Leased lines (also known as private wires) have been around since the days of the telegraph.
The same transmission technology is used in the local loop (and sometimes in the backhaul from the local exchange to the switch) for packet/frame/cell switched technologies (X.25, Frame Relay, SMDS, ATM) as in contemporary leased lines. Note : MPLS is not a transmission technology; a leased line could be changed to an MPLS link just by changing the software in the routers at each end. *1
With a long-distance leased line, resources are dedicated to the line in the telco backbone network (amplifiers and pairs in the early analogue days, timeslots in the PDH and SONET/SDH days). This requires more circuits and equipment than an MPLS network, where oversubscription of the bandwidth is usual. It was usual that the PDH data network was separate from the voice network, leading to further costs.
Therefore, telcos have been able to price MPLS and its predecessors more competitively than leased lines and have gradually phased out the latter.
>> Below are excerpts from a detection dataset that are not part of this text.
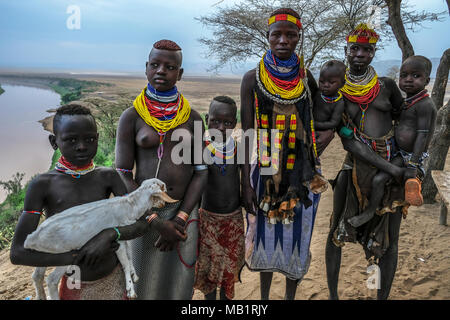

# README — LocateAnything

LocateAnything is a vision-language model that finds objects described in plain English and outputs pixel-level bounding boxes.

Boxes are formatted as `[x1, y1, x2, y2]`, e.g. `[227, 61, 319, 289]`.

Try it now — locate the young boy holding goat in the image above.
[10, 104, 149, 300]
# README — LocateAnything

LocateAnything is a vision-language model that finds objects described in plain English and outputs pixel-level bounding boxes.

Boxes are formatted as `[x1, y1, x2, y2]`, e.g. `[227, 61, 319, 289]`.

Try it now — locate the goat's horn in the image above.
[159, 192, 178, 203]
In the UK, Megastream services were still available for sale up to December 2021, but I doubt many circuits were sold for data in the 21st century (non-data leased lines still have their place in railway signalling and air traffic control, for instance).
Apart from the cost savings available, a company wishing to connect a number of sites together with leased lines either has to create a central hub with the capacity for one link per site (and take a risk that a failure of the central site shuts down the entire network) or lease extra lines to create a mesh.
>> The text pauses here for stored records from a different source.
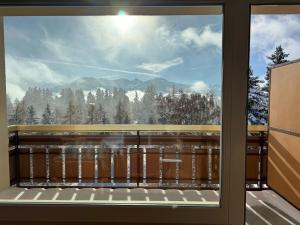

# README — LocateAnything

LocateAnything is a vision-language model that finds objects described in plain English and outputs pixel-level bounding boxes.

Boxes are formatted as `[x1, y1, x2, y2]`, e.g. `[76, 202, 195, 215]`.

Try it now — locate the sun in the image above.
[113, 10, 134, 33]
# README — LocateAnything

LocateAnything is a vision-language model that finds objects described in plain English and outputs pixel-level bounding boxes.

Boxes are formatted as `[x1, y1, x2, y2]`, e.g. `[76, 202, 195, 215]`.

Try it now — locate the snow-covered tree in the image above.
[63, 101, 81, 124]
[263, 45, 290, 92]
[86, 101, 97, 124]
[248, 67, 268, 125]
[6, 95, 15, 125]
[41, 104, 54, 124]
[114, 101, 130, 124]
[26, 105, 38, 124]
[141, 84, 158, 123]
[12, 99, 26, 124]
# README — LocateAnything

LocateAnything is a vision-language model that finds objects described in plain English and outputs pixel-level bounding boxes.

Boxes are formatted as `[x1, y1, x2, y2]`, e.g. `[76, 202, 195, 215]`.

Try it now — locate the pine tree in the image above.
[6, 95, 15, 125]
[95, 104, 109, 124]
[131, 92, 141, 123]
[63, 101, 80, 124]
[114, 101, 130, 124]
[263, 45, 290, 92]
[42, 104, 54, 124]
[86, 103, 96, 124]
[26, 105, 38, 124]
[12, 99, 26, 124]
[141, 84, 158, 123]
[248, 68, 267, 125]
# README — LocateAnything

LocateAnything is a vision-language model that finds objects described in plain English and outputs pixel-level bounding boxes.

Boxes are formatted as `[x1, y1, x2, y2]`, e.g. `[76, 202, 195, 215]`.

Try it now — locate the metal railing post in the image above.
[136, 130, 141, 187]
[13, 131, 20, 187]
[258, 131, 265, 190]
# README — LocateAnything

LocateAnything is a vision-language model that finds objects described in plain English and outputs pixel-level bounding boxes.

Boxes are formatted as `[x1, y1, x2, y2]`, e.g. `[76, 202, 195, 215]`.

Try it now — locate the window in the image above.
[1, 3, 253, 224]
With a packet/frame/cell/label switched network, the mesh is created by the router configuration and alternative routing is easily set up.This was an important reason in my personal experience managing a network of about 30 sites for replacing the multiple hub and spoke leased line network of 1993 with Frame Relay in 1998 and MPLS in 2003.
Another possibility offered by MPLS is the ability to mix public Internet access and private networks in the same local circuit and CE router. The CE router is not limited to one private network, so a multi-tenanted office could provide MPLS access for different tenants to their related sites with shared equipment. This requires a level of trust and bandwidth mix which seems unlikely to me.
*1 The introduction of fibre services changed the bandwidth available but not the nature of the services; long-haul Gigabit Ethernet was available on a leased-line basis in the early 2000s.